Same is true for injections. Most injection techniques imply stimulation of deeper skin layers and activating the synthesis of new agents by the cells, which is not particularly desirable during cancer treatment.
After achieving remission and ending therapy, skin care strategy should stay the same for a few months at least (up to a year). Restoring, moisturising and calming the skin are most important at this point. The first few months after finishing the treatment are the time to recuperate, and the skin, clichéd as it may sound, is a reflection of general health. Many patients, elated by their remission, seek to do something radical now — they want cosmetic surgery or some miraculous rejuvenating laser treatments or injections. Understandable as it is, it would still be better to wait. As the body heals itself, the skin will gradually improve too. Better tend to the skin’s need — use moisturising masks, get some facials (without active massage and machines). If remission is stable and the patient is recovering well, some more intense beauty treatments will be possible. Still caution is key. It is better to avoid treatments with systemic effect, such as high-intensity treatments of face, neck and body, as well as active massage and machine therapy with strong stimulating effect. Active methods of skin renewal, however, such as dermabrasion, local correction of wrinkles and pigmentation, should be perfectly fine. For example, local expression lines correction with botulinum toxin or fillers, pigmentation removal, local facial contouring would be ok, while stimulating anti-age laser treatments, RF, cryolifting, injections of stimulating peptide complexes, growth factors, cell cultures (particularly, fibroblasts), PRP therapy, stimulating mesotherapy cocktails, biorevitalisation are still not recommended. It would be wise to choose clinics and salons with good reputation, where experienced professionals (preferably with medical background) would not try to sell unnecessary or even dangerous treatments.
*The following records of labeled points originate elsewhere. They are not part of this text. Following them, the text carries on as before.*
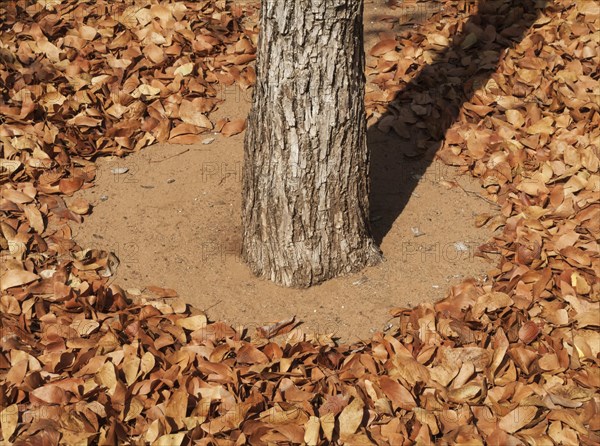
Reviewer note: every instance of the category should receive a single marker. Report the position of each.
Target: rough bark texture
(305, 191)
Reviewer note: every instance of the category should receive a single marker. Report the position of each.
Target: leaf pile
(512, 362)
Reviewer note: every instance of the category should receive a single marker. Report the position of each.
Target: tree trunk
(305, 211)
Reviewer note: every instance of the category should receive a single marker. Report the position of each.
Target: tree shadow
(403, 143)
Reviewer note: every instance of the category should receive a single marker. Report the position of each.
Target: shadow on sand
(400, 157)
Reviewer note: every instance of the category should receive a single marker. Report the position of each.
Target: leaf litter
(83, 361)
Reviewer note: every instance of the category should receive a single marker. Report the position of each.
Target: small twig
(172, 156)
(475, 194)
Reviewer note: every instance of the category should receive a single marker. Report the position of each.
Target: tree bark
(305, 211)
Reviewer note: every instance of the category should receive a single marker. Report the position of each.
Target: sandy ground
(173, 220)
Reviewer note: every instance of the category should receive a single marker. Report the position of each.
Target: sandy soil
(173, 220)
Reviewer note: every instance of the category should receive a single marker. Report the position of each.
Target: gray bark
(305, 212)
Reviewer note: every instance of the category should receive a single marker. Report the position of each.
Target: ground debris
(83, 361)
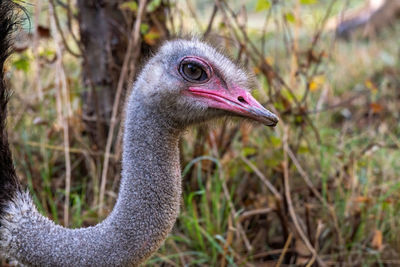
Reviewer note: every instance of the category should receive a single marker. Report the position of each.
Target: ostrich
(185, 83)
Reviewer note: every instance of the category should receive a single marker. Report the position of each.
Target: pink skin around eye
(233, 99)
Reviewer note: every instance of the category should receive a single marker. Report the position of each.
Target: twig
(211, 21)
(251, 213)
(62, 81)
(58, 27)
(132, 45)
(263, 178)
(284, 250)
(35, 50)
(290, 203)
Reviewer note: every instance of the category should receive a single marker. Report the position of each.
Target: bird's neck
(150, 190)
(145, 212)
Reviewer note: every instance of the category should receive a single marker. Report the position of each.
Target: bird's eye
(193, 72)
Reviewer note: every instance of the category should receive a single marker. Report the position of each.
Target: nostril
(241, 99)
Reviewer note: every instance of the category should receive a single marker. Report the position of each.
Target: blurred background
(321, 189)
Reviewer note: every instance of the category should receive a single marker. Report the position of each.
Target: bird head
(192, 82)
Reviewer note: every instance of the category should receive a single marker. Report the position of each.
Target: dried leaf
(377, 240)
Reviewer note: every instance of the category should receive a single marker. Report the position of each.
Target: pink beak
(238, 101)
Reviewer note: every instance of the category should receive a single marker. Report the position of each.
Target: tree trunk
(104, 30)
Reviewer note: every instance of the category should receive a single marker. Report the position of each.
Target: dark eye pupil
(194, 72)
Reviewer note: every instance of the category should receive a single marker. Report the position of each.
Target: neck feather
(146, 208)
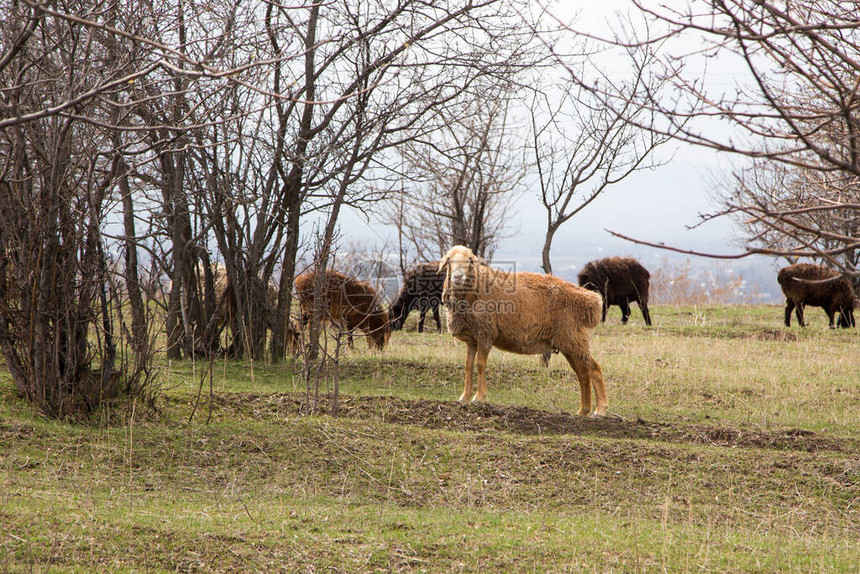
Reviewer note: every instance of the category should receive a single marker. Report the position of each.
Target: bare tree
(60, 313)
(373, 77)
(582, 148)
(463, 179)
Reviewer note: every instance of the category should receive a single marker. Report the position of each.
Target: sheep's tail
(591, 319)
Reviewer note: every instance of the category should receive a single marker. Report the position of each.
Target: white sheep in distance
(525, 313)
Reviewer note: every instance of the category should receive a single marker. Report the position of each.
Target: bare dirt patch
(529, 421)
It is also advisable to avoid general trauma, pain and injury. If you were treated for cancer, your body has been through a lot already, thank it by taking good care of it.
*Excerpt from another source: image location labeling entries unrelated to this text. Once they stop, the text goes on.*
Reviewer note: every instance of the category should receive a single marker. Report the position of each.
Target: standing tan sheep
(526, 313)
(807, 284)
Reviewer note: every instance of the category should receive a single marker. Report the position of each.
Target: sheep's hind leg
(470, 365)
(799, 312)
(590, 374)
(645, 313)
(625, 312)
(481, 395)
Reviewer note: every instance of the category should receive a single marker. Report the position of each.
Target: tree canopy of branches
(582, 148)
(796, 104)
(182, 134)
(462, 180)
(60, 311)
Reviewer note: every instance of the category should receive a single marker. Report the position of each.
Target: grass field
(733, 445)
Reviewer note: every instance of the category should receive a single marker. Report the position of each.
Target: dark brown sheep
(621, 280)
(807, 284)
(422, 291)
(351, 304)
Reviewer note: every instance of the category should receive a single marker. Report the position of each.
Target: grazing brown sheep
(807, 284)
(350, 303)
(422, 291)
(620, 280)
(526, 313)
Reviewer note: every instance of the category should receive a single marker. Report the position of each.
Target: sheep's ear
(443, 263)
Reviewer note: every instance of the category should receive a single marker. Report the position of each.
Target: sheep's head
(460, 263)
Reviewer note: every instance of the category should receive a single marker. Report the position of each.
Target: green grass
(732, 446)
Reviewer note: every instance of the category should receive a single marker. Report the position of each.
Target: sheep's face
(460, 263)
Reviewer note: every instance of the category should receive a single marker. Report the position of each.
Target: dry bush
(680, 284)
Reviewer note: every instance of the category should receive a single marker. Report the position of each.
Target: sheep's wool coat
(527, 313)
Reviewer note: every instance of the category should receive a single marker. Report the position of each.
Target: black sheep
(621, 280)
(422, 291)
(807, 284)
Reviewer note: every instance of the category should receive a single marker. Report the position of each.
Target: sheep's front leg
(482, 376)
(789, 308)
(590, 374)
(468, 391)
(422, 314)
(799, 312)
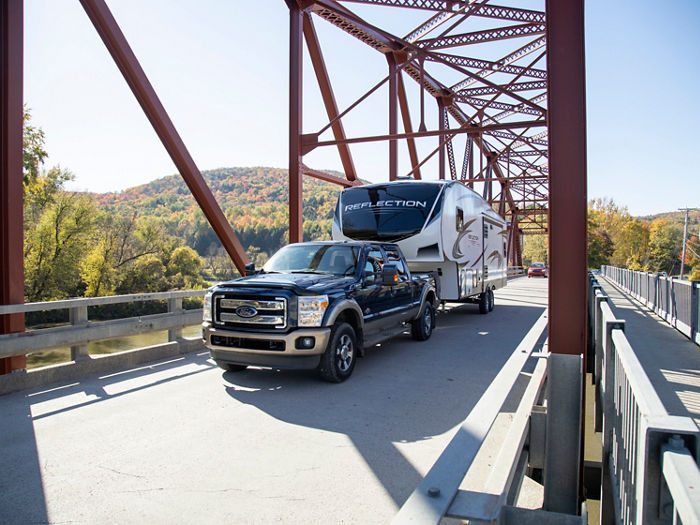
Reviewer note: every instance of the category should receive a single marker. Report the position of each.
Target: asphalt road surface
(181, 441)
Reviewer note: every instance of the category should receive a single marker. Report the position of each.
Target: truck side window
(393, 257)
(373, 266)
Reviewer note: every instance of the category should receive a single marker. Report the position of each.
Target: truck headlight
(207, 310)
(311, 309)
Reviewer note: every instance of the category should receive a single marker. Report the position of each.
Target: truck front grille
(242, 312)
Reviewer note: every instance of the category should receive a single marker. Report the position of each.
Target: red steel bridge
(504, 79)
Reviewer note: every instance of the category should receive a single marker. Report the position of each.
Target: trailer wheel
(484, 303)
(422, 328)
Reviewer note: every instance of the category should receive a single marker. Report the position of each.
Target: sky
(220, 68)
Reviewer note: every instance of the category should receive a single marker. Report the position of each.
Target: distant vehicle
(442, 227)
(537, 270)
(317, 305)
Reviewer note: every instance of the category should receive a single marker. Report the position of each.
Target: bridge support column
(11, 220)
(563, 436)
(567, 224)
(393, 116)
(296, 25)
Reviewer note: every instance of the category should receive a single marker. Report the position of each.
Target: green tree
(33, 152)
(600, 246)
(535, 249)
(665, 245)
(54, 247)
(632, 248)
(146, 274)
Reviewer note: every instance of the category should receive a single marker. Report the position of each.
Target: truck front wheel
(422, 327)
(338, 361)
(484, 303)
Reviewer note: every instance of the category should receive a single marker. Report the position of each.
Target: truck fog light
(305, 343)
(311, 309)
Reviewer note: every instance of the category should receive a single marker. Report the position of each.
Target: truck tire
(338, 361)
(484, 303)
(422, 328)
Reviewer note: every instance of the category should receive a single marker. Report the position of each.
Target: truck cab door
(372, 298)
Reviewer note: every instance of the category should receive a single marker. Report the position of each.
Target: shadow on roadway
(403, 391)
(22, 496)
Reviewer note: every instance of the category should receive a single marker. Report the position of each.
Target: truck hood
(300, 283)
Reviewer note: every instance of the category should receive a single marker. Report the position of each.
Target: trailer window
(373, 266)
(392, 256)
(388, 212)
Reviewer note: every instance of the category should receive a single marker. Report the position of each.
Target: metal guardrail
(650, 474)
(439, 494)
(676, 301)
(81, 330)
(514, 271)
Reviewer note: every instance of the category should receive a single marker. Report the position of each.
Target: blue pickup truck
(317, 305)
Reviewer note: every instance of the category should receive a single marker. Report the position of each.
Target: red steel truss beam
(478, 37)
(322, 175)
(296, 196)
(11, 219)
(520, 86)
(417, 134)
(324, 84)
(567, 181)
(406, 116)
(485, 64)
(393, 115)
(126, 61)
(487, 11)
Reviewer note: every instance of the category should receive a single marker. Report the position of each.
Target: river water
(110, 346)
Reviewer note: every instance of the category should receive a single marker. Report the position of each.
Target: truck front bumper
(299, 349)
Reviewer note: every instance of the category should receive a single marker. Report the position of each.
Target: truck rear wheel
(338, 361)
(484, 303)
(422, 328)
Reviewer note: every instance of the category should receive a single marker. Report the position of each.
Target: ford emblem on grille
(246, 311)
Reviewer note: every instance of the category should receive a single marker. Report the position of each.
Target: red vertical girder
(393, 117)
(567, 177)
(406, 116)
(11, 234)
(442, 112)
(296, 195)
(324, 85)
(126, 61)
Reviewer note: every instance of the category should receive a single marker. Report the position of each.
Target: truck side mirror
(250, 269)
(390, 275)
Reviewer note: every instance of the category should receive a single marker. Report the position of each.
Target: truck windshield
(314, 258)
(386, 213)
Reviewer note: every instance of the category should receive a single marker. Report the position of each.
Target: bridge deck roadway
(180, 441)
(670, 359)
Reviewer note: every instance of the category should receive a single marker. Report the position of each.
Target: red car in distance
(537, 270)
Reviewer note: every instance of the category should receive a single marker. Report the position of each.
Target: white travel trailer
(440, 226)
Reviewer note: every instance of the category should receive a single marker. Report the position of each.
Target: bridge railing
(439, 494)
(82, 331)
(643, 480)
(514, 271)
(676, 301)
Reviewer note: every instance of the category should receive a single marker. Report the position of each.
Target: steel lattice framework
(509, 87)
(496, 111)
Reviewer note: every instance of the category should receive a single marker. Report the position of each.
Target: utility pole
(685, 237)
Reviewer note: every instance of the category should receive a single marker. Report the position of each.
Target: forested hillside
(254, 201)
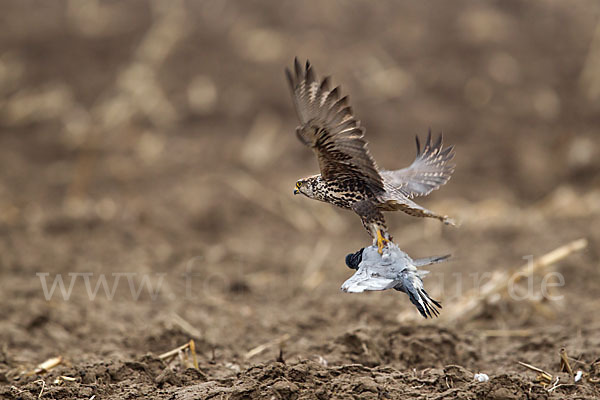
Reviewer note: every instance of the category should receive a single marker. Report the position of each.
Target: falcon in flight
(349, 177)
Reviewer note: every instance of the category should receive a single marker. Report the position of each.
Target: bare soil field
(147, 163)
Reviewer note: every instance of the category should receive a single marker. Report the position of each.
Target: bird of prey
(395, 270)
(349, 176)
In France there is a whole movement of beauty professionals who visit clinics where cancer patients undergo therapy and perform simple enjoyable beauty treatments, such as hand and feet massage, manicure and pedicure, facials. It does seem that women who get this sort of attention tend to generally feel better and respond to their therapy more.
Point is, everything that improves the quality of life during treatment and after it, all the nice things that bring one joy and distract from the illness for a while, are beneficial and help people get better. The key thing to concentrate on, is remember that many illnesses are treatable and even if you don’t look your best today, tomorrow is a new day and you’ll feel beautiful again.